Hch 1,1-11: “Cuando el Espíritu Santo descienda sobre vosotros, recibiréis fuerza para ser mis testigos en Jerusalén, en toda Judea, en Samaria y hasta los confines del mundo”.
Sal 46: Dios asciende entre aclamaciones; el Señor al son de trompetas.
Ef 1,17-23: Ella es su cuerpo, plenitud del que lo acaba todo en todos.
Mc 16,15-20: Ascendió al cielo y se sentó a la derecha de Dios.
¡Qué alto se nos va Cristo! Hasta parecer inalcanzable… o para haciéndonos ver que es allí donde nosotros también tenemos que ir, donde el Padre nos tiene reservado un lugar realmente encumbrado.

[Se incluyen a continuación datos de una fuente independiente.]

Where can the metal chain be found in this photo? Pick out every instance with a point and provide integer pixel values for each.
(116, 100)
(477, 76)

Desde muy pequeños nuestros padres nos enseñaron a desear alturas. Nos sostenían en sus brazos, apoyaban sus mejillas contra las nuestras y nos besaban, nos elevaban por encima de sus cabezas, nos han sentado a la misma mesa… Y después, han participado de nuestros primeros pasos, pendientes de que las caídas no fueran excesivamente duras, nos han dejado ir (con hora de llegada), se han alegrado de nuestro logros, pequeñas o medianas cumbres escaladas. Han sido promotores y acompañantes de nuestro crecimiento, para llevarnos siempre a algo más. Nos acostumbraron a sentirnos en ascenso, ellos mayores, nosotros pequeños y no dejamos de aspirar a un ir a más. El encuentro con quienes son más (en experiencia, sabiduría, amistad con Dios… nos permite avanzar, al menos hasta donde están ellos, aunque en un camino que lleva su tiempo).
Los Once tuvieron un encuentro con Jesús resucitado mientras estaban a la mesa. Ya deja pistas el evangelista Marcos sobre dónde le gusta al Señor encontrarse con nosotros. A la hora comer los centenos se nivelan, ni el alto es tan alto, ni el bajo tan enano, a no ser por un despropósito premeditado que supondría crear mesas distintas (como se quejaba san Pablo a los corintios). No es que Cristo no se vaya a hacer presente en nuestra pequeñez, pero a veces pide que nos elevemos, al menos un poco, o un mucho, depende de qué esté pidiendo. La mesa compartida es signo de comunión; allí el corazón humano asciende y asciende, porque se une al corazón de Dios, que es comunión de amor.
Luego les deja tarea, mandando lo que debe para quienes quieran seguir creciendo. La noticia del Señor resucitado no la pueden contener cercada entre ellos; deben comunicarla, anunciando el Evangelio a toda la creación. Deben ser cauce para que cada hombre pueda tener esa experiencia personal de que Cristo realmente está vivo y revoluciona con Vida de resucitado la vida propia.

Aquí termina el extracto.